Alan Wells, the medical director of clinical laboratories at the University of Pittsburgh Medical Center, raises a similar point. He says that some patients who survive infection and are immune may simply not generate the antibodies you’re looking for. Or they may generate them at low levels that do not actually confer immunity, as some Chinese researchers claim to have found

“I would shudder to use IgM and IgG testing to figure out who’s immune and who’s not,” says Wells. “These tests are not ready for that.” 

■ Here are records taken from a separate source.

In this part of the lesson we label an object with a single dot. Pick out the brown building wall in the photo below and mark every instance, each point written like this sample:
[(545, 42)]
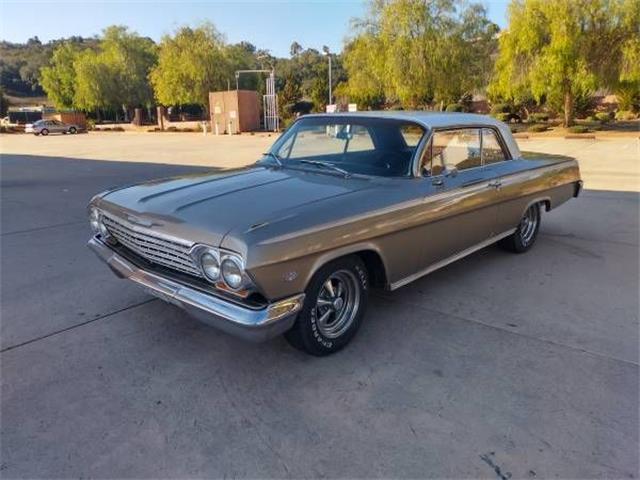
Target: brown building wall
[(235, 110)]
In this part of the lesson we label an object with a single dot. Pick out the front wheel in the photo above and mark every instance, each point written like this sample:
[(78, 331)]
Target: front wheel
[(334, 306), (527, 232)]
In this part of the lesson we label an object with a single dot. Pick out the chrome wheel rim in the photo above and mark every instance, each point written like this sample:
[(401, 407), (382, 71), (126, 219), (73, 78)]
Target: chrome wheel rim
[(528, 225), (337, 303)]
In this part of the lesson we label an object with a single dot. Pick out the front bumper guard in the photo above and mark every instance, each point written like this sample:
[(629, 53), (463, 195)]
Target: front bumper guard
[(250, 324)]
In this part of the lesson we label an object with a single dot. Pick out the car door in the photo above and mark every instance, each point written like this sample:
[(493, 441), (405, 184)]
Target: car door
[(57, 126), (498, 164), (461, 196)]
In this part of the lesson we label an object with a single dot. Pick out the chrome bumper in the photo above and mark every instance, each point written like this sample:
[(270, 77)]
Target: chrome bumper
[(250, 324)]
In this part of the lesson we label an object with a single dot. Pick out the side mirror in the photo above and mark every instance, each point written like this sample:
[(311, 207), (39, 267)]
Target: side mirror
[(451, 171)]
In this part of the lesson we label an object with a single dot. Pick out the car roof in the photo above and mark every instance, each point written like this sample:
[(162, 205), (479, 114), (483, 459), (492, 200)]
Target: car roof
[(427, 119), (431, 120)]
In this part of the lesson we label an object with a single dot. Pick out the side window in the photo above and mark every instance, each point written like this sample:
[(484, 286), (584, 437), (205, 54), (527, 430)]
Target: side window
[(491, 149), (412, 135), (316, 141), (455, 148), (359, 139)]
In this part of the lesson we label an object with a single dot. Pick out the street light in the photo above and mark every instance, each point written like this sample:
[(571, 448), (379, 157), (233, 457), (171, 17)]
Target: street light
[(326, 52)]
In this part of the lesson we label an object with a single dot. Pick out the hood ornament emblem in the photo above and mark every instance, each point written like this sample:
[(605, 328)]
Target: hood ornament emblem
[(140, 221)]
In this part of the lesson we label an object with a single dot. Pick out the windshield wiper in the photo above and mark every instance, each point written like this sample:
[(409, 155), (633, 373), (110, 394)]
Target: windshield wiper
[(329, 165), (275, 157)]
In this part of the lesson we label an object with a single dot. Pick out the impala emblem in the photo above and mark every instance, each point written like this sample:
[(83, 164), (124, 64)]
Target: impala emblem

Even if the technology is more accurate, it might still simply be too early to start certifying immunity just to open up the economy. Chris Murray from the University of Washington’s Institute for Health Metrics and Evaluation told NPR his group’s models predict that come June, “at least 95% of the US will still be susceptible to the virus,” leaving them vulnerable to infection by the time a possible second wave comes around in the winter. Granting immunity passports to less than 5% of the workforce may not be all that worthwhile. 

Theel says that instead of being used to issue individual immunity passports, serology tests could be deployed en masse, over a long period of time, to see if herd immunity has set in—lifting or easing restrictions wholesale after 60 to 70% of a community’s population tests positive for immunity. There are a few case studies that hold promise. San Miguel County in Colorado has partnered with biotech company United Biomedical in an attempt to serologically test everyone in the county. The community is small and isolated, and therefore easier to test comprehensively. Iceland has been doing the same thing across the country. 

This would require a massively organized effort to pull off well in highly populated areas, and it’s not clear whether the decentralized American health-care system could do it. But it’s probably worth thinking about if we hope to reopen whole economies, and not just give a few individuals a get-out-of-jail-free card. 

Not everyone is so skeptical about using serological testing on a case-by-case basis. Thea thinks the data right now suggests SARS-CoV-2 should behave like its close cousin SARS-CoV-1, resulting in an immunity that lasts for a maybe a couple of years. “With that in mind, it’s not unreasonable to identify individuals who are immune from reinfection,” he says. “We can have our cake and eat it too. We can begin to repopulate the workforce—most importantly the health-care workers.” For instance, in hard-hit cities like New York that are suffering from a shortage of health-care workers, a serological test could help nurses and doctors figure out who might be immune, and therefore better equipped to work in the ICU or conduct procedures that put them at a high risk of exposure to the virus, until a vaccine comes along. 

And at the very least, serological testing is potentially useful because many covid-19 cases present, at most, only mild symptoms that don’t require any kind of medical intervention. About 18% of infected passengers on the Diamond Princess cruise shipshowed no symptoms whatsoever, suggesting there may be a huge number of asymptomatic cases. These people almost certainly aren’t being tested (CDC guidelines for covid-19 testing specifically exclude those without symptoms). But their bodies are still producing antibodies that should be detectable long after the infection is cleared. If they develop immunity to covid-19 that’s provable, then in theory, they could freely leave the house once again. 

For now, however, there are too many problems and unknowns to use antibody testing to decide who gets an immunity passport and who doesn’t. Countries now considering it might find out they will either have to accept enormous risks or simply sit tight for longer than initially hoped.